Later, Kathryn and the kids visit Thomas, and Kensie gets to check out her new room. Kathryn asks how he likes having the four of them under one roof, like a real family. He’s loving it—for now. He sees the Founder’s Ball as an opportunity to show all their “friends” that they’re a stable couple. All righty.
Over at Patrcia Altschul’s house, Whitney drops by looking for cufflinks and finds his mother resting on her fainting couch sucking oxygen from a machine. Though she’s not attending the ball, she’s playing fairy godmother to Landon, offering up her jewels and furs.

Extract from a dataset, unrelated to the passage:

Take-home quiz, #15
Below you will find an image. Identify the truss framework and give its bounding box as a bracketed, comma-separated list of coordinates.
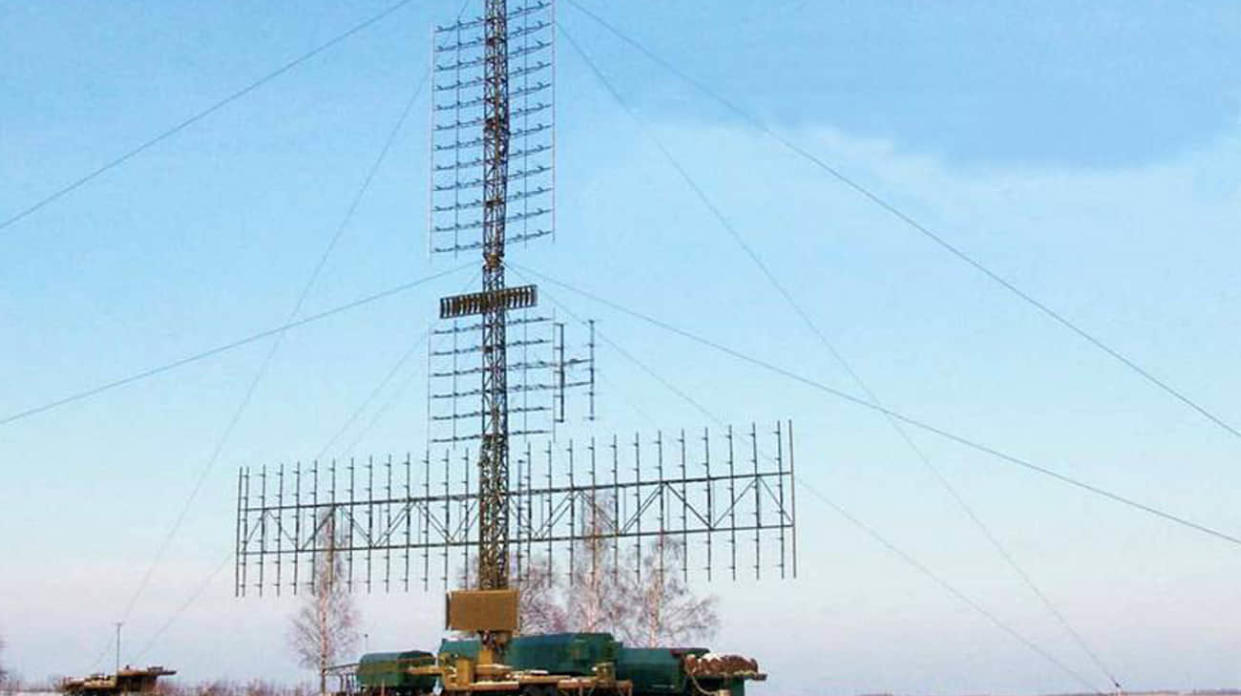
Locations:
[235, 423, 797, 596]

Meanwhile, JD, Shep, and Craig bond at the barbershop over a shave and a trim. Of course, Craig opts for a blowout. That hair isn’t going to pouf itself, now is it? The men talk about Thomas’s disastrous party. Shep has accepted Thomas’s apology, but he didn’t like the way T-Rav went after the women.
Before the ball, Thomas and Kathryn have a conversation. She wants his assurance that he will cut Landon loose as a friend. From her perspective, Landon has tried to put a wedge between them. Thomas agrees and sites Kathryn’s wisdom in such matters, wondering if she’s lived thousands of lifetimes to gain such knowledge about her fellow man. But Thomas has secretly called Landon and left a voice mail message throwing Kathryn under the bus. He apologizes and says that he has to live with the madness every day. The madness being Kathryn.
At Landon’s house, Patrcia’s stylist arrives to transform her from a wash n’ wear girl into a woman who will attract better class of men. Next, Landon heads over to Patrcia’s wearing a black evening gown. She tries on several fur coats and learns how to sit properly in a sable. You see, Patricia knows how to get a man to propose. She has a few tricks up her caftan sleeve, and if Landon would only listen to her, she might snag herself a rich husband, too.
Everyone arrives at the Founder’s Ball looking fab in their evening wear. Except for Patrcia, who would rather watch mud wrestling match than attend. Since Landon is flying solo, she expected Shep to do the same. But he shows up with Landon’s friend, Robyn, on his arm. He made it plain that Landon inhabits his friend zone, and if she doesn’t like it, too bad.
When Thomas and Kathryn land, they swan to the bar and ignore everyone. Once Thomas has a drink in his hand, he greets JD and Whitney, while Kathryn pulls up a chair to sit with the others. Cameran makes exaggerated faces, shocked that Kathryn would dare to sit at her table. But when Landon sidles up to the boys, Kathryn’s eagle eyes are trained. She sees how Thomas greets her nemesis with a cheek kiss and an ass pat. And it. Is. On.
Kathryn ushers Landon out of the ballroom and starts accusing her of propositioning Thomas, then she rightly makes fun of Landon’s baby voice. When Landon acts confused, Kathryn walks away, her sheer red cape swirling behind her like a Disney villainess. When Landon returns to the ballroom she snags Thomas and confronts Kathryn. Landon demands that Thomas tell Kathryn nothing happened between them. He obediently repeats her words as Kathryn stands up, calls Thomas a liar. Landon backs up, saying she’s afraid of Kathryn’s anger. But our ginger and storms out of the room in a very dramatic exit. Except it’s not over.
Shep wrangles Kathryn, while Craig convinces Landon that the two women should talk. The ladies square off. Kathryn wants Landon to be accountable for her actions. Landon maintains her innocence. Standing nose to nose, they call each other crazy. Again, Kathryn huffs away, and Landon says she’s above this. She stares at her WWPAD (What Would Patrcia Altschul Do?) bracelet and calls Craig darling before leaving the ball.
Back inside, Whitney considers this party to be low rent and demeaning. Shep talks about Landon’s refusal to take the high road for the millionth time. Then in the most dramatic moment of the season, Robyn turns to him and wonders if Landon will ever admit that she slept with Thomas. Shep does a double take, and the credits roll.
And so ends our finale. So did Landon really hook up with Thomas? Last week on Watch What Happens Live, she denied it. But after her friend, Robyn, posed the question, I’m wondering if Landon told the truth. What do you think?